I love to create structures for novels, and I very early saw a double structure in Larry’s Party. There was the ongoing chronological framework, in which I cut into his life every year or two to see what was going on. And then there was what I call a CAT scan structure in which I slice transversely into an aspect of his life—his folks, his work, his friends. This second structure was particularly useful to me since I was struck by the fact that men, on the whole, tend to compartmentalize their lives more than most women do.
You’ve said, “I’ve learnt that men don’t often ask questions; women ask questions and men supply information.” InLarry’s Party, Larry seems to be asking the questions, while the women he surrounds himself with answer them. Is Larry an exceptional case or are you making more general claims about male/female relationships?
Perhaps Larry is more searching than most men. Certainly he asks the major existential questions: How did I get here? Is this all there is? But I’m not sure he asks the smaller and necessary questions. He doesn’t probe his mother’s religious impulses, nor ask his sister if she is happy. And he scarcely communicates with the young Dorrie at all.

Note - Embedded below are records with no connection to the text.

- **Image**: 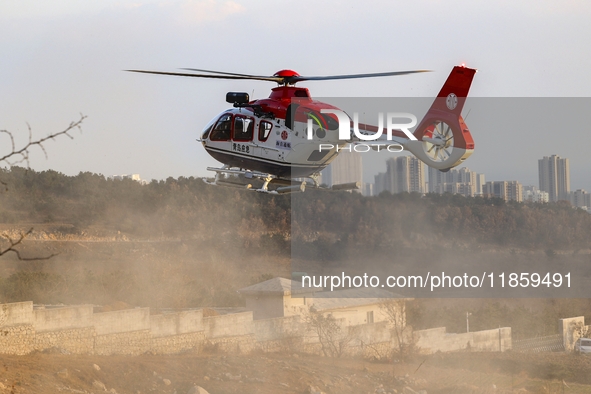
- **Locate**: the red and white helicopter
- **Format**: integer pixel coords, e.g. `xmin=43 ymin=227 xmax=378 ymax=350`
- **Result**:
xmin=128 ymin=65 xmax=476 ymax=193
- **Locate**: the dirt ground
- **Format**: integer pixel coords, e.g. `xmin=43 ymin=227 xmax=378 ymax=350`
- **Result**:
xmin=0 ymin=352 xmax=591 ymax=394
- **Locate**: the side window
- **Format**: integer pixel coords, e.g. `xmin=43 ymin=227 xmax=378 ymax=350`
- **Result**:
xmin=259 ymin=120 xmax=273 ymax=142
xmin=209 ymin=114 xmax=232 ymax=141
xmin=233 ymin=116 xmax=254 ymax=141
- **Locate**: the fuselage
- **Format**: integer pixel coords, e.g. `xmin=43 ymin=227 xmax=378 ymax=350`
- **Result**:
xmin=201 ymin=86 xmax=346 ymax=178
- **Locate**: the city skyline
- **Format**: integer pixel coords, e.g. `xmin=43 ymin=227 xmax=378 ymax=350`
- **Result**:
xmin=0 ymin=0 xmax=591 ymax=190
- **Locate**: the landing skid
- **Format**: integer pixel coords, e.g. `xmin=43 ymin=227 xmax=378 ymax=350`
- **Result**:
xmin=203 ymin=166 xmax=359 ymax=194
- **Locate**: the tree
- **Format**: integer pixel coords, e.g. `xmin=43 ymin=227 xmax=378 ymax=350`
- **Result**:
xmin=0 ymin=115 xmax=86 ymax=261
xmin=380 ymin=298 xmax=416 ymax=357
xmin=304 ymin=308 xmax=351 ymax=357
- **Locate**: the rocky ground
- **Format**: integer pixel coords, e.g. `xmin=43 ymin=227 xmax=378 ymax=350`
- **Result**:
xmin=0 ymin=352 xmax=591 ymax=394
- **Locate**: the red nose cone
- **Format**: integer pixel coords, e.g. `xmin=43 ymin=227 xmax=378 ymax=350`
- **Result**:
xmin=273 ymin=70 xmax=300 ymax=77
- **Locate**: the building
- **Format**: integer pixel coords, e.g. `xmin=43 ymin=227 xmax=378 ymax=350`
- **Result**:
xmin=376 ymin=156 xmax=427 ymax=194
xmin=428 ymin=167 xmax=485 ymax=197
xmin=483 ymin=181 xmax=523 ymax=202
xmin=538 ymin=155 xmax=570 ymax=202
xmin=569 ymin=189 xmax=591 ymax=211
xmin=523 ymin=186 xmax=549 ymax=203
xmin=321 ymin=150 xmax=363 ymax=187
xmin=238 ymin=278 xmax=407 ymax=326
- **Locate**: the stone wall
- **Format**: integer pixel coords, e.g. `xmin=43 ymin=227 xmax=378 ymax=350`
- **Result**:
xmin=0 ymin=302 xmax=512 ymax=358
xmin=31 ymin=305 xmax=93 ymax=332
xmin=414 ymin=327 xmax=511 ymax=354
xmin=31 ymin=327 xmax=95 ymax=354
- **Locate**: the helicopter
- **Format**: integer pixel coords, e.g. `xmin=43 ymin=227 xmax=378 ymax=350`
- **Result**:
xmin=126 ymin=64 xmax=477 ymax=194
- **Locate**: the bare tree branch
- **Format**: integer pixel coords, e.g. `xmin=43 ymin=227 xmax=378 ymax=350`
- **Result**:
xmin=0 ymin=228 xmax=57 ymax=261
xmin=0 ymin=114 xmax=86 ymax=261
xmin=0 ymin=114 xmax=86 ymax=168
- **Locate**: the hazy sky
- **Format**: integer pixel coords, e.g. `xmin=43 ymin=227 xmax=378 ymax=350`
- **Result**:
xmin=0 ymin=0 xmax=591 ymax=190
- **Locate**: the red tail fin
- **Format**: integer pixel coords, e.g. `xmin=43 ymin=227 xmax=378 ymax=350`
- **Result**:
xmin=414 ymin=66 xmax=476 ymax=149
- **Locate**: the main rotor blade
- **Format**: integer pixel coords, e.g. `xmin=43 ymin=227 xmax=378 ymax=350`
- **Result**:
xmin=285 ymin=70 xmax=431 ymax=84
xmin=181 ymin=68 xmax=268 ymax=78
xmin=125 ymin=70 xmax=285 ymax=83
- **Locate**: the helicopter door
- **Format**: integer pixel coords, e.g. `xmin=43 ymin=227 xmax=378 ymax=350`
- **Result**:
xmin=232 ymin=115 xmax=254 ymax=155
xmin=207 ymin=114 xmax=232 ymax=157
xmin=255 ymin=120 xmax=279 ymax=160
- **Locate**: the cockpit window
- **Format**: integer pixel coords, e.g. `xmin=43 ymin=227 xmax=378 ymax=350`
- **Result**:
xmin=320 ymin=114 xmax=339 ymax=130
xmin=201 ymin=114 xmax=217 ymax=140
xmin=259 ymin=120 xmax=273 ymax=142
xmin=209 ymin=114 xmax=232 ymax=141
xmin=233 ymin=116 xmax=254 ymax=141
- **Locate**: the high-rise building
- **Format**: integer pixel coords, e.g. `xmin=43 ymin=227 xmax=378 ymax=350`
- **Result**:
xmin=321 ymin=151 xmax=363 ymax=190
xmin=428 ymin=167 xmax=484 ymax=197
xmin=385 ymin=156 xmax=426 ymax=194
xmin=538 ymin=155 xmax=570 ymax=202
xmin=523 ymin=186 xmax=549 ymax=203
xmin=373 ymin=172 xmax=386 ymax=196
xmin=483 ymin=181 xmax=523 ymax=202
xmin=569 ymin=189 xmax=591 ymax=209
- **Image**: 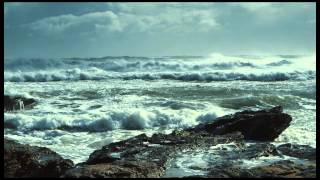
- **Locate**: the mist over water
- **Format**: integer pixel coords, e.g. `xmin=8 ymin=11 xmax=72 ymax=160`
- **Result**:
xmin=4 ymin=54 xmax=316 ymax=165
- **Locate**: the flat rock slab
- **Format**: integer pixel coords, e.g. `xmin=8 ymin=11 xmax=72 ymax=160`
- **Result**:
xmin=187 ymin=106 xmax=292 ymax=141
xmin=63 ymin=131 xmax=243 ymax=178
xmin=277 ymin=143 xmax=316 ymax=161
xmin=3 ymin=95 xmax=36 ymax=112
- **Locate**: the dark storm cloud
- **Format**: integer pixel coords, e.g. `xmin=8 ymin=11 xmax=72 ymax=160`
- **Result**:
xmin=4 ymin=3 xmax=316 ymax=57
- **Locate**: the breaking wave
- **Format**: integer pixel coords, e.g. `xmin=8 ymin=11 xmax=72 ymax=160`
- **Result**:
xmin=5 ymin=68 xmax=316 ymax=82
xmin=4 ymin=110 xmax=222 ymax=132
xmin=4 ymin=55 xmax=316 ymax=82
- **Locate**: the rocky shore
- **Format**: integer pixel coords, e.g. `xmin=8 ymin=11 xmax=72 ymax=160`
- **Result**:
xmin=4 ymin=106 xmax=316 ymax=178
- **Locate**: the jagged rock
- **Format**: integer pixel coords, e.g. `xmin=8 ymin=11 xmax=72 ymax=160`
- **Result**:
xmin=63 ymin=132 xmax=243 ymax=178
xmin=277 ymin=143 xmax=316 ymax=160
xmin=250 ymin=160 xmax=316 ymax=178
xmin=62 ymin=161 xmax=164 ymax=178
xmin=4 ymin=139 xmax=73 ymax=178
xmin=201 ymin=160 xmax=316 ymax=178
xmin=3 ymin=95 xmax=36 ymax=112
xmin=187 ymin=106 xmax=292 ymax=141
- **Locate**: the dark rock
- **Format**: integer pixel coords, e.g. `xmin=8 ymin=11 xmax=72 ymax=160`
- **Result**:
xmin=62 ymin=161 xmax=164 ymax=178
xmin=64 ymin=131 xmax=243 ymax=178
xmin=187 ymin=106 xmax=292 ymax=141
xmin=4 ymin=139 xmax=73 ymax=178
xmin=277 ymin=143 xmax=316 ymax=160
xmin=205 ymin=160 xmax=316 ymax=178
xmin=250 ymin=160 xmax=316 ymax=178
xmin=3 ymin=95 xmax=36 ymax=112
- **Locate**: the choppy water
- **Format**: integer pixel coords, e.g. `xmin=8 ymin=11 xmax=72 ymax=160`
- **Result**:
xmin=4 ymin=54 xmax=316 ymax=174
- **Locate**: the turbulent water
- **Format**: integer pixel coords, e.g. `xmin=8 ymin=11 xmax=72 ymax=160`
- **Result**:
xmin=4 ymin=54 xmax=316 ymax=174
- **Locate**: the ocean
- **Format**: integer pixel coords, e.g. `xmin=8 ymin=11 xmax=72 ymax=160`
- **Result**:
xmin=4 ymin=54 xmax=316 ymax=176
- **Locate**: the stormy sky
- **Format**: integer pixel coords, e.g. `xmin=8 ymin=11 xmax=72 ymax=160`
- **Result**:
xmin=4 ymin=2 xmax=316 ymax=58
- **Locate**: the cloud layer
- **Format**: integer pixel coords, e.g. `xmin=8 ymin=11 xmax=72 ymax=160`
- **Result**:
xmin=4 ymin=3 xmax=316 ymax=57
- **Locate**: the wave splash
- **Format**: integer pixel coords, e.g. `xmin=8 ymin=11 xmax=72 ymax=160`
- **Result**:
xmin=4 ymin=54 xmax=316 ymax=82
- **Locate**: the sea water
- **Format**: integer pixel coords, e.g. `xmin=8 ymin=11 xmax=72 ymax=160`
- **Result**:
xmin=4 ymin=54 xmax=316 ymax=176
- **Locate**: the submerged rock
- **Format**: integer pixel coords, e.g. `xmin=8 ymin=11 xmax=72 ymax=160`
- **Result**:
xmin=3 ymin=95 xmax=36 ymax=112
xmin=4 ymin=139 xmax=73 ymax=178
xmin=277 ymin=143 xmax=316 ymax=160
xmin=63 ymin=132 xmax=243 ymax=178
xmin=188 ymin=106 xmax=292 ymax=141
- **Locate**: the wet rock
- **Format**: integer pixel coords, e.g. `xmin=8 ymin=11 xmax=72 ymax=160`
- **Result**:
xmin=62 ymin=161 xmax=164 ymax=178
xmin=277 ymin=143 xmax=316 ymax=160
xmin=64 ymin=131 xmax=243 ymax=178
xmin=250 ymin=160 xmax=316 ymax=178
xmin=3 ymin=95 xmax=36 ymax=112
xmin=187 ymin=106 xmax=292 ymax=141
xmin=4 ymin=139 xmax=73 ymax=178
xmin=202 ymin=160 xmax=316 ymax=178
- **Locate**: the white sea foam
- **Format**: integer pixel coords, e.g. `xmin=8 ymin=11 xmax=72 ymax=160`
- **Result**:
xmin=4 ymin=54 xmax=315 ymax=82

How different do you think the men and women coming of age today are from those that grew up in the fifties? Do you think that our roles in relationships are “wired” in such a way that no matter what generation, certain elements of our relationships will ultimately remain the same? Do you believe that men and women are “wired” differently?
We went through an interesting period in the seventies when we optimistically believed that given the same kind of conditioning, men and women would grow increasingly alike in their personalities. This seems not to have happened; I can only suppose that our differences are Darwinian in nature and that they are likely to remain differences. The best we can do, perhaps, is modify extremes and cultivate sensitivity.
Your previous novel, The Stone Diaries, won the Pulitzer prize. Did you feel exceptionally pressured to write a book that would match your prior success?
Oddly, I felt no pressure at all after winning the Pulitzer. Certainly I was not badgered by my publishers. I’ve never believed that writers must “top” themselves with each new book. A creative life doesn’t work that way, thank heavens. Most of us write out of where we are at the moment and we write the very best book we’re capable of.
You’ve written a novel about the typical twentieth-century woman, Daisy Goodwill. You’ve written a novel about the typical twentieth-century man, Larry Weller. What is next?
I suppose I’ll continue to write about certain unresolved questions: the question of art and who makes it, the problems and puzzles of gender, and the arc of a human life which is, in the end, the only plot that interests me.